Penyingkapan Teknologi Modern
Teknologi
modern bukanlah seni tangan (work of
craftmanship), namun suatu penyingkapan. Terkait hal ini, Borgmann menulis:
“He (Heidegger) describes the particular
mode of disclosure that is technology and, very importantly, the revealing that
modern technology constitutes”.[9] Pendeskripsian
tersebut menekankan lima istilah kunci dari filsafat teknologinya, yakni challenges (herausforden), positions
(stellen), orders (bestellen), resource (der Bestan) dan the framework (das Gestell). Kelimanya
merupakan bentuk penyingkapan dominan dalam teknologi modern.
Penyingkapan
yang dominan dari teknologi ini menuntut alam secara berlebihan. Alam dan bumi
dilihat sebagai persediaan (Bestand,
standing reserve) yang dapat diambil, disimpan, dan digunakan. Oleh
Heidegger, cara pandang seperti ini disebut sebagai Ge-stell (enframing), yakni membingkai. Sebagai penyingkapan, teknologi
muncul dalam proses membingkai, yakni suatu cara yang sistematik dalam
memandang dunia secara terbatas. Dengan membingkai, seluruh bumi dilihat
sebagai persediaan dan alam dilihat sebagai sumber energi untuk kegunaan
instrumental manusia. Dalam pembingkaian, ketidaktersembunyian disingkapkan di
mana teknologi modern menyingkapkan yang real sebagai persediaan.
Heidegger
menyatakan bahwa esensi teknologi tidak bersifat teknologis, tetapi
eksistensial. Esensi teknologi terletak dalam cara pandang kita terhadap alam.
Bagaimana kita berorientasi pada alam ini lantas menjadi sebuah pembingkaian. Oleh
Heidegger, pembingkaian itu dilihat sebagai cara penyingkapan yang mendominasi
esensi teknologi modern dan pada dirinya sendiri tidak bersifat teknologis. Itulah
sebabnya Heidegger mengatakan bahwa untuk dapat memahami esensi teknologi, pandangan
teknologi yang instrumental dan antropologis perlu disingkirkan.

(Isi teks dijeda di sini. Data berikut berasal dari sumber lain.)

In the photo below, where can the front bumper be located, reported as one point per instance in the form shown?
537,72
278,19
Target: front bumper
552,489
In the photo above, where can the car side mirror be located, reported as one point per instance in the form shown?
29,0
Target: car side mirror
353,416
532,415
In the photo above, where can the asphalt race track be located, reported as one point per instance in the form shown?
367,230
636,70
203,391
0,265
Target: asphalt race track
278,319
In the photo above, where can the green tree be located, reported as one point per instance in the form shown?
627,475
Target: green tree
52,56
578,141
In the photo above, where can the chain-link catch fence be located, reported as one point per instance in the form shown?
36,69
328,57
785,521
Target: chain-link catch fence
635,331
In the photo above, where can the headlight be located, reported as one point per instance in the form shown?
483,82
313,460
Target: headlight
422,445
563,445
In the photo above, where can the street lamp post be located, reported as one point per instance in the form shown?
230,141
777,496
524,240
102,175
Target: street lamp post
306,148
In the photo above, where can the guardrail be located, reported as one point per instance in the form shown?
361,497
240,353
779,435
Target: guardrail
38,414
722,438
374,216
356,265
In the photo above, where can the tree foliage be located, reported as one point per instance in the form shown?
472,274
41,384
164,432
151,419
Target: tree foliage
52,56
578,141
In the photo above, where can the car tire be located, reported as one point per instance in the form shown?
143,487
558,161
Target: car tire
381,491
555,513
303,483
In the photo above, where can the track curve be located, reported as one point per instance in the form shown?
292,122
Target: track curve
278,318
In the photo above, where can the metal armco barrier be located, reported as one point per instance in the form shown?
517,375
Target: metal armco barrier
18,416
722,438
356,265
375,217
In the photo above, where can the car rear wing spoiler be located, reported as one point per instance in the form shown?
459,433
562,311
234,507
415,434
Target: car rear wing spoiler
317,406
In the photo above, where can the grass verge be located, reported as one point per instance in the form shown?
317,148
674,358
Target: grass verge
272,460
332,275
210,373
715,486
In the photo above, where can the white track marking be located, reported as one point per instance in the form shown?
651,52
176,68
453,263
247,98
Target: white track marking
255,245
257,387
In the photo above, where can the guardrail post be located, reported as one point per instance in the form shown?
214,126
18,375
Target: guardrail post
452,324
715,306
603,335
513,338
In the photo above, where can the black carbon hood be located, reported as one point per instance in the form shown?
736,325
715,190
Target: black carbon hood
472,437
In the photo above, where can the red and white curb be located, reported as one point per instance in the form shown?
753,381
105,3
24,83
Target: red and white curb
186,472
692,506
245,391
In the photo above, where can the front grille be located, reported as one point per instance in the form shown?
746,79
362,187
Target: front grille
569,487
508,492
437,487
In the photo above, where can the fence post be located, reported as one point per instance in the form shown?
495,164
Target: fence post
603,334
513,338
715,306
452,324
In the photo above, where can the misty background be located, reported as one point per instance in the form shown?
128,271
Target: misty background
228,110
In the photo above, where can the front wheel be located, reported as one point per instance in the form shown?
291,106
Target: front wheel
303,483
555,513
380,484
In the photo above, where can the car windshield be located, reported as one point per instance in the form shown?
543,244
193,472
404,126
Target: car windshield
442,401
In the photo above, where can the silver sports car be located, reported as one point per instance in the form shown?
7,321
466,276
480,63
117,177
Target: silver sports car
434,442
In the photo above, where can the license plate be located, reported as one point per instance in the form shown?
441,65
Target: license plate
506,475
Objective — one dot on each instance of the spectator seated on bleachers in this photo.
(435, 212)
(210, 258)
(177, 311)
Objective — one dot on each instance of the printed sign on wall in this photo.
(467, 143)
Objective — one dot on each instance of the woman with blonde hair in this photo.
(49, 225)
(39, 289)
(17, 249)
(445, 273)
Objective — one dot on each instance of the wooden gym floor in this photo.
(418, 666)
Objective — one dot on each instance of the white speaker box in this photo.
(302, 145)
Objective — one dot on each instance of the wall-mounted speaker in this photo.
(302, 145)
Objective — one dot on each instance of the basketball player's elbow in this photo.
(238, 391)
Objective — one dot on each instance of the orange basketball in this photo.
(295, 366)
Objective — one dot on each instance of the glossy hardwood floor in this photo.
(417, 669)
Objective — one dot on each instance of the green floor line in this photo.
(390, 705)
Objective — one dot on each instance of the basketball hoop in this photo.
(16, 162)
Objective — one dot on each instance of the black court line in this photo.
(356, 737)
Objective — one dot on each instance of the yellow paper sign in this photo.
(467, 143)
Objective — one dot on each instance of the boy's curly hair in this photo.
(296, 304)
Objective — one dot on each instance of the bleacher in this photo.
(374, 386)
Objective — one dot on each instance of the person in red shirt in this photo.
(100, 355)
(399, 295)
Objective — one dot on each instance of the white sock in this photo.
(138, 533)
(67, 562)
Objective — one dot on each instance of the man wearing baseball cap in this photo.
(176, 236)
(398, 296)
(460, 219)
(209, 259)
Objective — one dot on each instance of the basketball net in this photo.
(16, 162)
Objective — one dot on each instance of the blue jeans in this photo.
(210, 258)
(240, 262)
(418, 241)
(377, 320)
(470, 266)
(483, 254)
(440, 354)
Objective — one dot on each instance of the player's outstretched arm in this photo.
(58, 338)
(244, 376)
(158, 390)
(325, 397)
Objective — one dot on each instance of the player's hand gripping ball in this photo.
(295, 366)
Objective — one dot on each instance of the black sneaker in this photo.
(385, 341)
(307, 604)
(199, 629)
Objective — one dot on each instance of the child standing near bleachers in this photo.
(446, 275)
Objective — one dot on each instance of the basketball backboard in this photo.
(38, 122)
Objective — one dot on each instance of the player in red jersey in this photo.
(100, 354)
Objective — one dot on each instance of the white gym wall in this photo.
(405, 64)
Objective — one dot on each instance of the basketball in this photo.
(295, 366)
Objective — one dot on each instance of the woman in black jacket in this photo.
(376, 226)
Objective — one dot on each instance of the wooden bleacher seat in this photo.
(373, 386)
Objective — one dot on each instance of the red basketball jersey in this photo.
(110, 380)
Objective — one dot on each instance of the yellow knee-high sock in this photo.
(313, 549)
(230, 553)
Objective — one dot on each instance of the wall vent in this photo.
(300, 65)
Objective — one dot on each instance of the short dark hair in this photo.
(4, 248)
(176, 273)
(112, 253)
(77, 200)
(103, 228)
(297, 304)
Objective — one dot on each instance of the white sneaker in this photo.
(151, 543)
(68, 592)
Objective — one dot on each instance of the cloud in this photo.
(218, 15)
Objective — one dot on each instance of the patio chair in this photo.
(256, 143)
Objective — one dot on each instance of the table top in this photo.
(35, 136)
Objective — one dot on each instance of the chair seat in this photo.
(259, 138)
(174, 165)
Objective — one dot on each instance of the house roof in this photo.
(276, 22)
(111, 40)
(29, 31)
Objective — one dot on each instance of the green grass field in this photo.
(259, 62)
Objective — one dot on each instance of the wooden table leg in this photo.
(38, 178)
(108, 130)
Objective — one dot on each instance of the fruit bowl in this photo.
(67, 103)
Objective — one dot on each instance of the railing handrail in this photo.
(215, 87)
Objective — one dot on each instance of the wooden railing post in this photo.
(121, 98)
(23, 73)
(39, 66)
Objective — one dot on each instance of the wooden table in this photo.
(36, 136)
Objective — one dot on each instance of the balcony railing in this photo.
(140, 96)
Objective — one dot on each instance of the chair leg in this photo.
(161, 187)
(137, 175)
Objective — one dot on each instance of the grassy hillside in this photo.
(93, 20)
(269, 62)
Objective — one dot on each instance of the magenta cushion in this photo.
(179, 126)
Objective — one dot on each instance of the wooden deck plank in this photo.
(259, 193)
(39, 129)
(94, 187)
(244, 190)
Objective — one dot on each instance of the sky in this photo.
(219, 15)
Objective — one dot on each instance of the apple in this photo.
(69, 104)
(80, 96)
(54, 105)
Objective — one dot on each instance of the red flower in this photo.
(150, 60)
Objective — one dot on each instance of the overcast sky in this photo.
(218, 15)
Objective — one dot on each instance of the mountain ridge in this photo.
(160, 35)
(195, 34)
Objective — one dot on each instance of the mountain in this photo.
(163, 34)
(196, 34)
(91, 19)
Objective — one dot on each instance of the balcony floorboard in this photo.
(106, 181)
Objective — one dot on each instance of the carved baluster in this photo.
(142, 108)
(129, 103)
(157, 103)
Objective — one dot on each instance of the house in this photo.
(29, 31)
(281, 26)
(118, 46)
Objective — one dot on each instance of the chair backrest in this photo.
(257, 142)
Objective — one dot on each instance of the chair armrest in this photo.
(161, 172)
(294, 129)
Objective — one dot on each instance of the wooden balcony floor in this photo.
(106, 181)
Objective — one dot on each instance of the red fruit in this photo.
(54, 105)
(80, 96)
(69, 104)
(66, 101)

Kerusakan Alam sebagai Implikasi
Pembebasan
teknologi dari pandangan yang subyektivistik dan instrumental merupakan sebuah antisipasi.

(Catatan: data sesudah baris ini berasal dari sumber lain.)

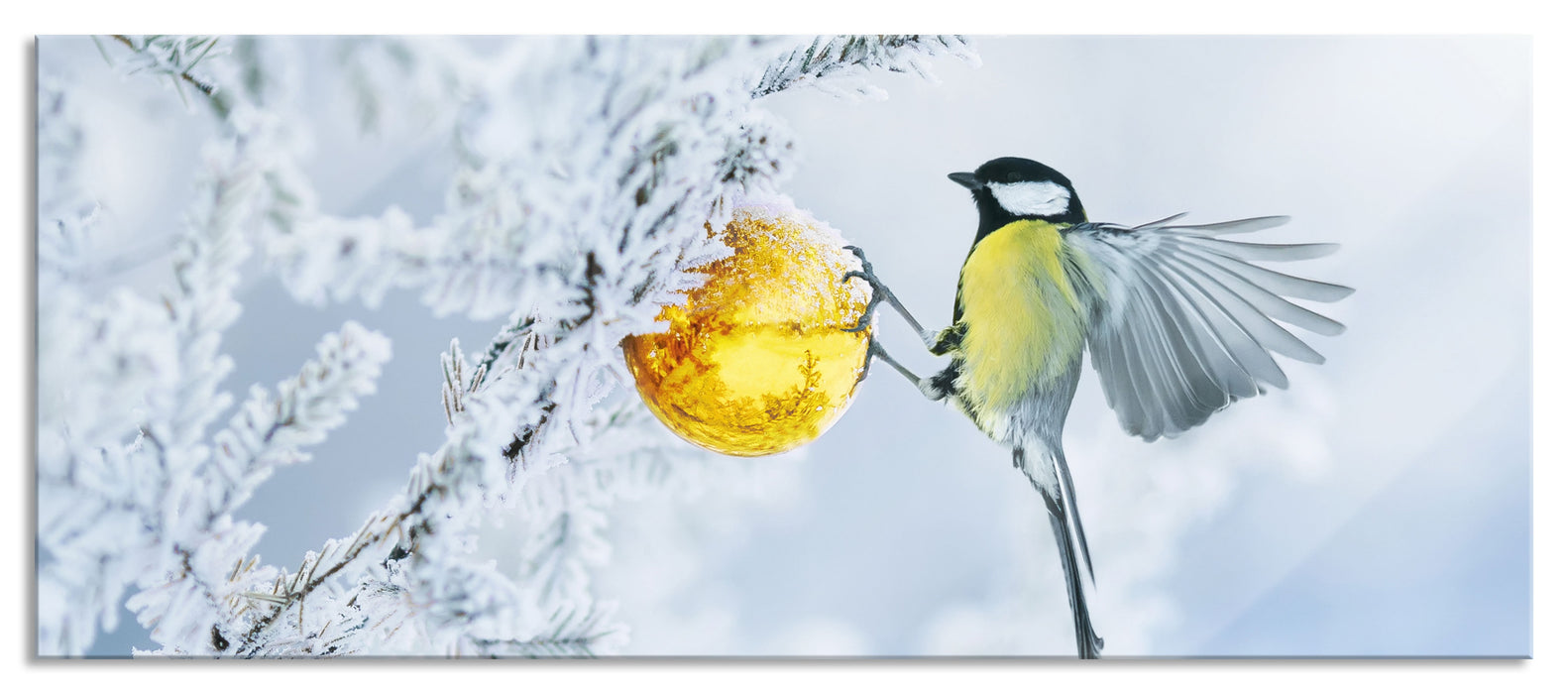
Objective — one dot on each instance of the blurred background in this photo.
(1379, 506)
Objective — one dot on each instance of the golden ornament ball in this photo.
(756, 360)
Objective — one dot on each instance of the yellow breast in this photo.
(1021, 317)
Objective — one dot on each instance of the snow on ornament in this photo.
(757, 360)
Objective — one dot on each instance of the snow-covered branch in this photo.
(590, 172)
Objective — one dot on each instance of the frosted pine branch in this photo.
(840, 63)
(590, 174)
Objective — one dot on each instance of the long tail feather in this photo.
(1051, 478)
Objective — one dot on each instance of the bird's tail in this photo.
(1048, 470)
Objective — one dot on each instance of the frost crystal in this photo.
(589, 169)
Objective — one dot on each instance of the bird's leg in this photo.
(880, 292)
(875, 349)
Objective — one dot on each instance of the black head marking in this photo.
(1012, 172)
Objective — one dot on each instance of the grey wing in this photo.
(1182, 324)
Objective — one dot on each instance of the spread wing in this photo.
(1184, 324)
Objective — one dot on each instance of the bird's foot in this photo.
(878, 293)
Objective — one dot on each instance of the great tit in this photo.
(1176, 320)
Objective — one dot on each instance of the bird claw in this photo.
(878, 293)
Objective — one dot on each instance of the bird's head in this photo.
(1021, 188)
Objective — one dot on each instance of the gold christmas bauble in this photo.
(756, 360)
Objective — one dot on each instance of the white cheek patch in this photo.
(1032, 198)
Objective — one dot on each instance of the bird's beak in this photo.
(966, 179)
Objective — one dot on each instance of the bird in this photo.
(1176, 319)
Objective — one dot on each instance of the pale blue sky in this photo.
(1380, 506)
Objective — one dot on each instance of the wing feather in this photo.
(1184, 324)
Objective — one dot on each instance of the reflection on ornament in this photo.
(756, 360)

Bagaimanapun juga, pandangan yang keliru itu berimplikasi buruk tidak hanya
bagi kehidupan manusia itu sendiri, tetapi juga alam ciptaan. Heidegger
menyadari hal ini sejak awal. Itulah sebabnya ia mengingatkan kita untuk tidak
melihat teknologi semata-mata sebagai sarana untuk mencapai tujuan. Pandangan yang
keliru jelas memengaruhi cara berpikir kita sehingga berdampak pada perubahan
orientasi kita, terutama terhadap alam. Kita kemudian melihat alam melulu
sebagai persediaan. Jika itu sungguh terjadi, kita lalu mulai menciptakan
berbagai alat teknologi yang berfungsi untuk
mengambil, menyimpan, dan menggunakan potensi-potensi yang alam miliki.
Persoalan
menjadi buruk apabila terjadi eksploitasi besar-besar terhadap alam.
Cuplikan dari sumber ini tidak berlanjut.